İlimizde el yazması eserlerin derlenip koruma altına alınması ve daha çok kişinin yararlanabileceği bir şekilde bir kütüphanede muhafaza edilmesi için harekete geçilmesini temenni eden yazım, birçok kişi tarafından ilgiyle okundu.
Kimileri bu konuda elinde bu tür eser bulunan vatandaşların isteksiz davranacağını, kimileri ise geç kalmamamız gerektiğine dikkat çekerken, bazıları da zamanlama ve eserlerin korunacağı yer konusundaki tereddütlerini dile getirdiler.
Öncelikle ailelerin isteksiz davranacağı konusuna tam olarak katılmıyorum. Elbette elindeki eserleri teslim etmeyenler olacaktır. Bu çok doğal bir durumdur.

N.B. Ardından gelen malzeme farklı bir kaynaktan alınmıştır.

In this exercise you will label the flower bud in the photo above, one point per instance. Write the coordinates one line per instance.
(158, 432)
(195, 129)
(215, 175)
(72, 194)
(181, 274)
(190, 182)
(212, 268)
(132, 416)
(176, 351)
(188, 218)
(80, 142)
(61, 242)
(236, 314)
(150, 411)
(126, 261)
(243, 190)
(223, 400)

Ancak teslim edenler de mutlaka çıkacaktır. Bu konuda uzun yıllar Kültür ve Turizm Müdürü olarak yoğun emek harcayan Remzi Uslu’nun yaptığı bir çalışmayı örnek gösterebiliriz.
Uslu, sabırla “koruğun helva olacağını” gösterircesine büyük bir emek harcayarak kent envanterini oluşturdu. Güven telkin edilince birçok aile, kendileri için manevi değeri yüksek olan pek çok eşyayı daha iyi korunacağını düşünerek gönül rahatlığıyla teslim etti.
Aynı şey, zamanın yıpratıcılığıyla karşı karşıya olan el yazması eserler için neden olmasın?
Korunmaları için ideal yer olmadığı gerekçesiyle tereddüt edenlere gelince, bu konuda bir dereceye kadar haklılar. Ancak bu kitapların aileler tarafından hangi şartlarda saklandığını düşündüğümüzde, bu kaygının da çok doğru olmadığı ortaya çıkmaktadır.
Her ne kadar müzemiz ve kütüphanemiz olmasa da kamu tarafından sağlanacak koruma şartları, mutlaka ailelerin saklama yöntemlerinden daha sağlıklıdır.